Ia mengemukakan, program sertifikasi profesi itu dikeluarkan oleh Lembaga Sertifikasi Profesi Perbankan (LSPP).

Badan Nasional Sertifikasi Profesi (BNSP) secara resmi memberikan lisensi kepada LSPP untuk melakukan program sertifikasi profesi bagi pegawai bank umum.

Zulkifli mengemukakan, pemberian lisensi itu sesuai dengan hasil pertemuan antara IBI, Perhimpunan Bank-Bank Umum Nasional (Perbanas), dan Badan Sertifikasi Manajemen Risiko (BSMR) dengan Gubernur Bank Indonesia (BI) yang menetapkan standar kompetensi bagi pegawai bank umum merupakan tanggung jawab dan kewenangan IBI.

Ia menyatakan, LSPP tidak hanya memberikan sertifikasi manajemen risiko, tetapi juga untuk bidang lainnya seperti audit internal, treasury, kredit, wealth management, general banking, funding & services, operasional, dan complieance.

"Pemberian kewenangan untuk menetapkan standar kompetensi dan sertifikasi bankir kepada IBI dinilai tepat karena peningkatan dan pengembangan kompetensi menjadi tanggung jawab asosiasi profesi perbankan," katanya.

Terkait dengan krisis keuangan global yang melanda negara-negara maju, Zulkifli mengatakan, maka peningkatan kompetensi bankir dinilai strategis agar perbankan nasional tidak terlalu defensif dan protektif dalam mengelola bisnis perbankan.

"Dengan adanya LSPP, para bankir nasional khususnya yang duduk di jabatan Komisaris dan Direksi tetap didorong tumbuh di tengah kondisi apapun dengan cara mengelola resiko secara optimal.
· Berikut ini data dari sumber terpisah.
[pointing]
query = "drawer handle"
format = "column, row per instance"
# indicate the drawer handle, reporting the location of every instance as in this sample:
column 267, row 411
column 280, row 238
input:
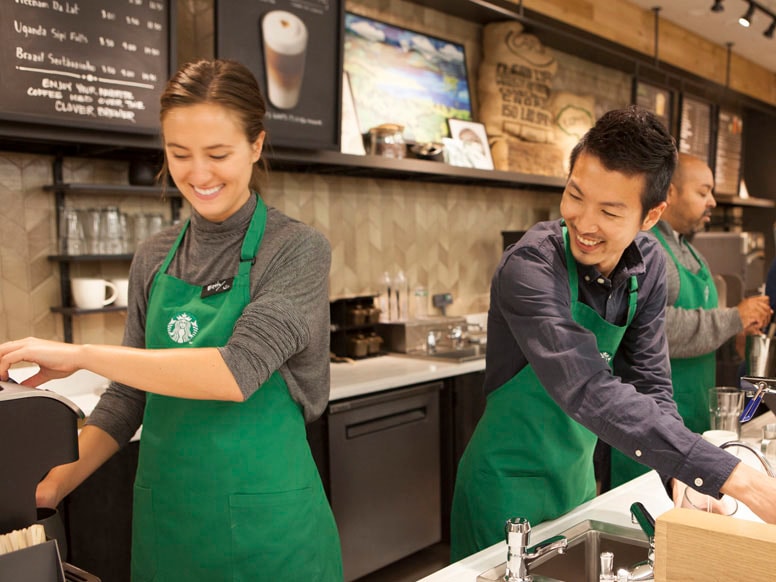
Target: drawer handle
column 385, row 422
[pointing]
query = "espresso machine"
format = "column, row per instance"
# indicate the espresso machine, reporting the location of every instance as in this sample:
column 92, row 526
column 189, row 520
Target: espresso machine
column 39, row 430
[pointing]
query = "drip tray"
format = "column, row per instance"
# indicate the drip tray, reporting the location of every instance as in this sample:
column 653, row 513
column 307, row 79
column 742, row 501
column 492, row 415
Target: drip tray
column 73, row 574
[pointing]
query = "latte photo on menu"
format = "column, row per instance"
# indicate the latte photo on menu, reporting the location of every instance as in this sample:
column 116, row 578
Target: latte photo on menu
column 285, row 44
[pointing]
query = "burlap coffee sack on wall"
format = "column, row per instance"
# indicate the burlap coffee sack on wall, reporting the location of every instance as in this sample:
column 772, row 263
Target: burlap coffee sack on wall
column 514, row 83
column 572, row 116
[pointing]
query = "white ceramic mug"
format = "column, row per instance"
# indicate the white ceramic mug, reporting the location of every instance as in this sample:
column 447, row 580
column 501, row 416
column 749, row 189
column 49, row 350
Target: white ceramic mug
column 122, row 292
column 90, row 293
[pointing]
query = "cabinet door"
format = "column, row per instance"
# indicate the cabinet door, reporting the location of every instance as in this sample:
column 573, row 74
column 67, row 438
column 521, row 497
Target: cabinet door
column 385, row 478
column 98, row 515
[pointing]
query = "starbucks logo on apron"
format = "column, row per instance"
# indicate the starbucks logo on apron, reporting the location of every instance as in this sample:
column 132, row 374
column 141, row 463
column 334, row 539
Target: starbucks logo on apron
column 182, row 328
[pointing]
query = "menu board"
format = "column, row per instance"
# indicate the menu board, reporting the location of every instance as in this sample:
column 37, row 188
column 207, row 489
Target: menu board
column 294, row 48
column 91, row 64
column 727, row 171
column 655, row 99
column 695, row 128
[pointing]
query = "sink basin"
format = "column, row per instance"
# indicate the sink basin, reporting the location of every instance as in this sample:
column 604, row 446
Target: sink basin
column 581, row 562
column 464, row 354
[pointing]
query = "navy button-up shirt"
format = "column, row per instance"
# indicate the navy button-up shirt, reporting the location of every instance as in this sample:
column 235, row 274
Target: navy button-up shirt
column 630, row 405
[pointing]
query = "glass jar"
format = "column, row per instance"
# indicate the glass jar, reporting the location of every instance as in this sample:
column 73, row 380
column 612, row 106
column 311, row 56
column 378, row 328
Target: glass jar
column 387, row 140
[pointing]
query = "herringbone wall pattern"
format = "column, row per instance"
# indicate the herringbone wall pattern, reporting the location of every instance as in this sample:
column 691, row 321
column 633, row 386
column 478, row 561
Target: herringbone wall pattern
column 445, row 237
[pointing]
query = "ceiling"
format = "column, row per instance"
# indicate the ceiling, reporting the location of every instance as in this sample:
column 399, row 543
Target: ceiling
column 722, row 27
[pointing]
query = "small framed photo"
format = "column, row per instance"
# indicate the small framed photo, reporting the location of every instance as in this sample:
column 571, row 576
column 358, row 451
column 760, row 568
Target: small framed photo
column 468, row 145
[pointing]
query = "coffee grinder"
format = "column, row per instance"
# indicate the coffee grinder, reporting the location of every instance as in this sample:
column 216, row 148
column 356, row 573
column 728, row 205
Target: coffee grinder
column 38, row 431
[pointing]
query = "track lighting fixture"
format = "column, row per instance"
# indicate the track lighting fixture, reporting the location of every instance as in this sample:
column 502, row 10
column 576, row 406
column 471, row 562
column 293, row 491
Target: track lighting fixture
column 746, row 19
column 770, row 30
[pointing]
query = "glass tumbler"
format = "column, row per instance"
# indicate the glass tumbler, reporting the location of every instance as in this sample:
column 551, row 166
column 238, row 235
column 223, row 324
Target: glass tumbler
column 71, row 233
column 725, row 407
column 111, row 232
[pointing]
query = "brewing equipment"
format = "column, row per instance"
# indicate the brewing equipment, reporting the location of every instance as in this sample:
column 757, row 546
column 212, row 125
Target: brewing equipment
column 39, row 429
column 738, row 258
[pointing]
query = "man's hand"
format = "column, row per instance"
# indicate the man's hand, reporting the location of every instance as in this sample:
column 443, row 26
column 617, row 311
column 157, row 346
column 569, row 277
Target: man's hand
column 755, row 313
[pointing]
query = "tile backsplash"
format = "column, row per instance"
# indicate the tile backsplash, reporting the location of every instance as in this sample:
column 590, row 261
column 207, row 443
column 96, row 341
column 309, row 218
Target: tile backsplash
column 445, row 237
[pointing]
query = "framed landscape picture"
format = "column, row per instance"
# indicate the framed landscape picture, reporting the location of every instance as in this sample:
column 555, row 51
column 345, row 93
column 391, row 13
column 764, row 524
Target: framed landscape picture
column 405, row 77
column 468, row 145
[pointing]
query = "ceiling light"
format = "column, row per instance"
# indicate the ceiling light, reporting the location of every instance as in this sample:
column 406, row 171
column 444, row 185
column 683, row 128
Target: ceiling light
column 771, row 29
column 746, row 19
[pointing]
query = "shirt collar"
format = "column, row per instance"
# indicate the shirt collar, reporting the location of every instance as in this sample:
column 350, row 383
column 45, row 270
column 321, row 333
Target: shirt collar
column 631, row 263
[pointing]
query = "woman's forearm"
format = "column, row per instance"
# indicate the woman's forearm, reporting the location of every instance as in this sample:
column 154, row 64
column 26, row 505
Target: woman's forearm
column 196, row 373
column 95, row 446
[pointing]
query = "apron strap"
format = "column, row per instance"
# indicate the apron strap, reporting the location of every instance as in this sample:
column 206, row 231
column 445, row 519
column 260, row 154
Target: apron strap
column 633, row 285
column 253, row 237
column 174, row 249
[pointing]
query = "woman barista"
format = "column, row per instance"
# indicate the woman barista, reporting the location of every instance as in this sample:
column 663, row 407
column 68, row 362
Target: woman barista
column 225, row 355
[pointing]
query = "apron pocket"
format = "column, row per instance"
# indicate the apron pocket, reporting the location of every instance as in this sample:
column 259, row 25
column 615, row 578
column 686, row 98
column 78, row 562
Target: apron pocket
column 275, row 536
column 143, row 536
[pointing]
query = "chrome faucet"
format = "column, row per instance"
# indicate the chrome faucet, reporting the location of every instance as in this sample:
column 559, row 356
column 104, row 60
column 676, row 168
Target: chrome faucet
column 642, row 571
column 518, row 531
column 431, row 341
column 456, row 337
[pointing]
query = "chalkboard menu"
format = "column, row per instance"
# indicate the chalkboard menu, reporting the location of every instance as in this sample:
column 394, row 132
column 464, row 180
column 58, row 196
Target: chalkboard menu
column 655, row 99
column 294, row 47
column 695, row 128
column 90, row 64
column 727, row 171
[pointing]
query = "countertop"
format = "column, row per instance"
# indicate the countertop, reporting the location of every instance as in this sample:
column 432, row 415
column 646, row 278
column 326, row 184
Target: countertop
column 347, row 380
column 612, row 507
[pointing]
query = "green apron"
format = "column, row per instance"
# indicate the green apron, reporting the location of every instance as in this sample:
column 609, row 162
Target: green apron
column 225, row 490
column 527, row 457
column 691, row 377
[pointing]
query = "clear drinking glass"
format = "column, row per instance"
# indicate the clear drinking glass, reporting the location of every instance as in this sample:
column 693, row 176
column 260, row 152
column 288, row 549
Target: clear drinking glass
column 71, row 233
column 725, row 407
column 111, row 233
column 702, row 502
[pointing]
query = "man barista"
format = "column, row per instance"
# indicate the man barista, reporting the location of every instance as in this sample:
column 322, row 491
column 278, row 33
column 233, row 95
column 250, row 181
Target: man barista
column 696, row 326
column 577, row 350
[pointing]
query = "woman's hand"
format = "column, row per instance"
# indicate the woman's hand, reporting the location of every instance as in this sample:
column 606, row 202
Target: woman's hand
column 47, row 494
column 55, row 359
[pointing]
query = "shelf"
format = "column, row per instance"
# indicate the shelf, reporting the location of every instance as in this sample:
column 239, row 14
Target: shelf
column 78, row 311
column 738, row 201
column 336, row 163
column 112, row 190
column 89, row 258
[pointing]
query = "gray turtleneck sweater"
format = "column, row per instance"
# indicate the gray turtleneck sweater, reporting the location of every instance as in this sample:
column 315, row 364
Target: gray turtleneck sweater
column 692, row 332
column 285, row 327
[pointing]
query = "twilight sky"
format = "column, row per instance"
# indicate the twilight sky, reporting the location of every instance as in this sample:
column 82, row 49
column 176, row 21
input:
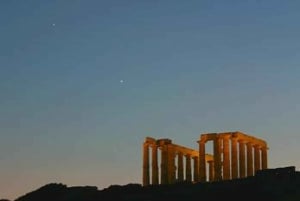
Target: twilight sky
column 83, row 82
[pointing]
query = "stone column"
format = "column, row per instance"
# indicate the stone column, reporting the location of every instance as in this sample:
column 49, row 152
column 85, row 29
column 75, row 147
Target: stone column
column 146, row 164
column 180, row 167
column 211, row 170
column 217, row 159
column 226, row 159
column 154, row 165
column 257, row 158
column 242, row 159
column 171, row 164
column 196, row 169
column 164, row 165
column 188, row 174
column 234, row 161
column 249, row 159
column 264, row 158
column 202, row 163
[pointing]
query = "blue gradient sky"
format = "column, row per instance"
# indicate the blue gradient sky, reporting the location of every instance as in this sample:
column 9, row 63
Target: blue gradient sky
column 188, row 67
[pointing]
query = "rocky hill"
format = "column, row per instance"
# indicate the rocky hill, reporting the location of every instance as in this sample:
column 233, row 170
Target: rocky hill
column 282, row 184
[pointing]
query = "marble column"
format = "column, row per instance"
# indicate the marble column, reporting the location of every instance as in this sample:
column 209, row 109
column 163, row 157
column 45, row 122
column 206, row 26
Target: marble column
column 202, row 162
column 164, row 165
column 171, row 164
column 217, row 159
column 154, row 165
column 146, row 164
column 188, row 170
column 211, row 170
column 257, row 165
column 264, row 157
column 234, row 158
column 242, row 160
column 226, row 159
column 196, row 169
column 249, row 159
column 180, row 167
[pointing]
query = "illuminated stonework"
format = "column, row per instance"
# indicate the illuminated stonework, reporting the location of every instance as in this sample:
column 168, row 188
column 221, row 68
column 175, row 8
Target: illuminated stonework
column 178, row 163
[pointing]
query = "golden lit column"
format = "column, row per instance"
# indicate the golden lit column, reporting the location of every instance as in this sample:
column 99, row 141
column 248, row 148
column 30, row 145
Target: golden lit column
column 171, row 164
column 217, row 159
column 180, row 167
column 188, row 174
column 226, row 159
column 257, row 165
column 211, row 170
column 234, row 159
column 202, row 162
column 242, row 158
column 164, row 165
column 154, row 165
column 146, row 164
column 196, row 169
column 249, row 159
column 264, row 157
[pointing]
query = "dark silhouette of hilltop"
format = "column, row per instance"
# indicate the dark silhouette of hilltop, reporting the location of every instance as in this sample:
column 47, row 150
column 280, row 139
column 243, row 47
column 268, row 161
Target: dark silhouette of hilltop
column 281, row 184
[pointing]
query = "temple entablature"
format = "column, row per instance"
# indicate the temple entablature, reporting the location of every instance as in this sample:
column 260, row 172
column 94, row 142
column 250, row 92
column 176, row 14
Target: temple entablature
column 235, row 155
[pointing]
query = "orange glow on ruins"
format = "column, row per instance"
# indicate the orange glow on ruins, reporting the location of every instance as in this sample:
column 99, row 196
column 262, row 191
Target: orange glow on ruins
column 235, row 155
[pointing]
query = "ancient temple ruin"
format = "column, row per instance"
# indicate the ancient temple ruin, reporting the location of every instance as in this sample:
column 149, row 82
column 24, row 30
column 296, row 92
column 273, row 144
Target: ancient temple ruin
column 235, row 155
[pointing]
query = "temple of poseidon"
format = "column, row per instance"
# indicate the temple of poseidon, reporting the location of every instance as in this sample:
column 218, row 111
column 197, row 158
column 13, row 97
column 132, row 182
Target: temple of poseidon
column 235, row 155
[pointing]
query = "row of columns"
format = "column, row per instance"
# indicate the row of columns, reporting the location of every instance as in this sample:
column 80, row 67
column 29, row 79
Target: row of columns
column 168, row 168
column 235, row 155
column 233, row 165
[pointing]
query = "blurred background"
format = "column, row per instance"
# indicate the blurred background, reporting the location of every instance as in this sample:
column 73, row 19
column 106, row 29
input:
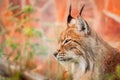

Bukan menghindari risiko," ujarnya.

Ketika ditanya pers mengenai efek krisis Eropa dan Amerika Serikat (AS), Zulkifli Zaini, mengatakan bahwa krisis finansial yang terjadi di Eropa dan AS diperkirakan berdampak pada Indonesia meski tidak terlalu signifikan karena masih didukung fundamental ekonomi dalam negeri yang positif.

"Kemungkinan ada imbas bagi kita akibat krisis di Eropa. Berkaca dari krisis 2008 Indonesia terkena dampaknya meski impact-nya lebih kecil dibanding negara berkembang lain. Mudah-mudahan krisis sekarang lebih kecil dampaknya," kata Direktur Utama Bank Mandiri itu.

Dalam internal Bank Mandiri, ia mengaku, untuk mengantisipasi dampak krisis Eropa, maka pihaknya berusaha untuk tetap menekan kredit macet (non performing loan/NPL) serendah-rendahnya.

"Kita mengambil langkah `prudent` salah satunya dengan menekan NPL," katanya.

Selain itu, lanjut dia, beberapa langkah untuk mencegah krisis pihaknya juga memperkuat menajemen krisis seperti langkah-langkah pencegahan dan penanganan krisis, pengambilan keputusan dan koordinasi.

Menurut dia, kinerja industri perbankan dalam negeri juga masih dalam kondisi yang stabil sehingga mendukung optimisme bagi BI.

Pertumbuhan perekonomian global diperkirakan akan lebih lambat dari ekspektasi. Namun perbankan Indonesia dianggap masih kuat dalam menghadapi krisis global, katanya menambahkan.